Collective Risk Model
\[S_N=X_1+X_2+\cdots+X_N\]
Conditional Expectation and Variance
\[\begin{align*} E[X]&=E[E[X|Y]] \\ \mathrm{Var}(X)&=E[\mathrm{Var}(X|Y)]+\mathrm{Var}(E[X|Y]) \end{align*}\]
Compound Distribution
\[\begin{align*} E[S]&=E[N]E[X] \\ \mathrm{Var}(S)&=E[N]\mathrm{Var}(X)+\mathrm{Var}(N)E[X]^2 \\ M_S(t)&=M_N(\ln(M_X(t))) \end{align*}\]

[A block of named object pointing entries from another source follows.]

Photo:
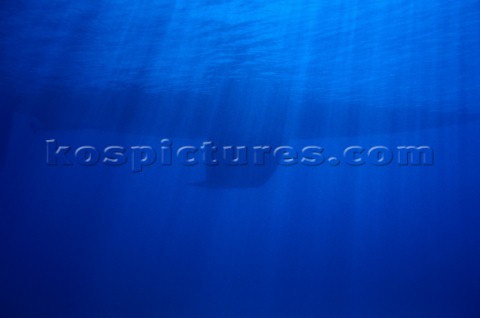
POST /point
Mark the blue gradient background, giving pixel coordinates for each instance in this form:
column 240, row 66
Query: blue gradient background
column 302, row 241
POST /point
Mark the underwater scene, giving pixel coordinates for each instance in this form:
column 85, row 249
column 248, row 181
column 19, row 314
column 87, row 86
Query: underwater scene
column 232, row 158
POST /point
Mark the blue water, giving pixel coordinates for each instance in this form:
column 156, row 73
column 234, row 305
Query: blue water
column 226, row 241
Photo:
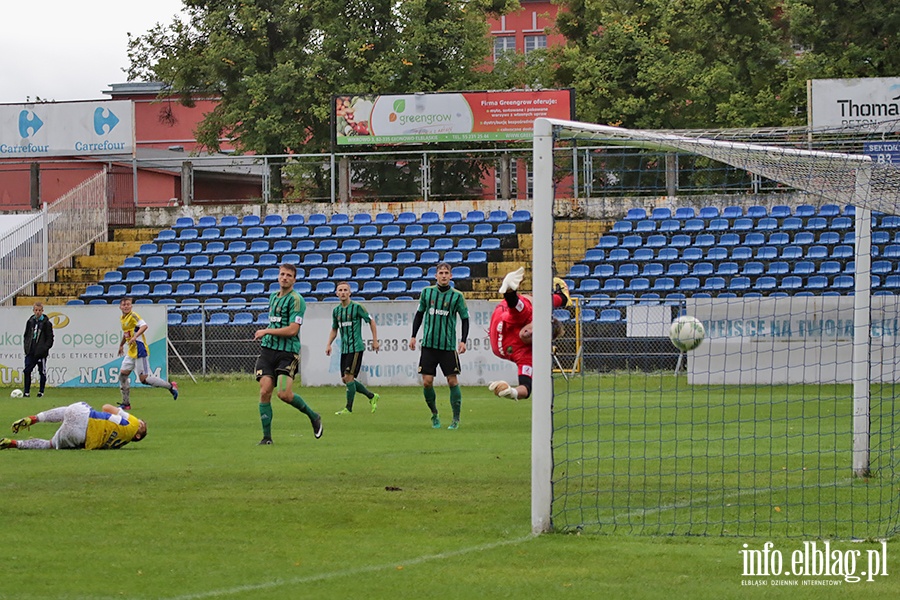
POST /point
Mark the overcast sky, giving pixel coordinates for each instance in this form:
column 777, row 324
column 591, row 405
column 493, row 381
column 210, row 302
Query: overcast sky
column 70, row 49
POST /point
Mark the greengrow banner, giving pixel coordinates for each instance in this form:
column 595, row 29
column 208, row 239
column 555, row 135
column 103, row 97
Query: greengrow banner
column 447, row 117
column 66, row 129
column 85, row 344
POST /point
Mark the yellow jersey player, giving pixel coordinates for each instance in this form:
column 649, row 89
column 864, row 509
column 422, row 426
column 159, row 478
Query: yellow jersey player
column 82, row 427
column 137, row 356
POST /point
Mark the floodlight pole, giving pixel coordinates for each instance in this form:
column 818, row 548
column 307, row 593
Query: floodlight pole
column 862, row 303
column 542, row 277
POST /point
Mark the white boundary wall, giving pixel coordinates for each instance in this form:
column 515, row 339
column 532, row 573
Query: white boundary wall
column 396, row 364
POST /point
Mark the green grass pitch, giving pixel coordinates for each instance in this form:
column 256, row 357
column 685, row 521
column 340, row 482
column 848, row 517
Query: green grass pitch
column 383, row 506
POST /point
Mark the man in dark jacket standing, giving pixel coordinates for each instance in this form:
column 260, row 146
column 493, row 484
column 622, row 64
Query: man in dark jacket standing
column 38, row 341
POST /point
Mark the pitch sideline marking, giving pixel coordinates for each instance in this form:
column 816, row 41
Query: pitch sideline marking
column 350, row 572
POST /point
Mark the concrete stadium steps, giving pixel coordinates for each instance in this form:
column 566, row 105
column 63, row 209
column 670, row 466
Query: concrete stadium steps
column 576, row 237
column 68, row 283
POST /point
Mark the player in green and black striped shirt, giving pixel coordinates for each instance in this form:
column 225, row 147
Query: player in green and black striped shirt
column 279, row 357
column 348, row 317
column 439, row 306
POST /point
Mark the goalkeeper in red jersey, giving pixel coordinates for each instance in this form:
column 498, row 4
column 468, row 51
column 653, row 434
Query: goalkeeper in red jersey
column 511, row 330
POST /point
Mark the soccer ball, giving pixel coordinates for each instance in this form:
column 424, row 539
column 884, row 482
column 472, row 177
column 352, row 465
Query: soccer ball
column 686, row 333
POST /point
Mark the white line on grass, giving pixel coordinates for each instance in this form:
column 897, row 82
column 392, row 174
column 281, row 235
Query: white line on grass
column 350, row 572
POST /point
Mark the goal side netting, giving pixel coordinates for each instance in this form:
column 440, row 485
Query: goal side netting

Compound Poisson, \(\mathcal{CPN}(\lambda,F_X)\)
If \(N\sim\mathcal{PN}(\lambda)\), then \[\begin{align*} E[S]&=\lambda E[X] \\ \mathrm{Var}(S)&=\lambda E[X^2] \end{align*}\]
If \(S_i\sim\mathcal{CPN}(\lambda_i,F_i)\), then \(\sum S_i\sim\mathcal{CPN}\left(\sum\lambda_i,\dfrac{1}{\sum\lambda_i}\sum\lambda_iF_i\right)\)
Compound negative binomial, \(\mathcal{CNB}(k,p,F_X)\)
- \(\mathrm{Var}(N)>E[N]\)
- Appropriate for modeling heterogeneity of number of claims since if \(N\ |\ \lambda\sim\mathcal{PN}(\lambda)\) and \(\lambda\sim\mathcal{G}(\alpha,\beta)\), then \(N\) unconditionally is distributed as negative binomial or more technically, Poisson-Gamma mixture distribution, i.e. mixture of Poissons with gamma as the mixing distribution.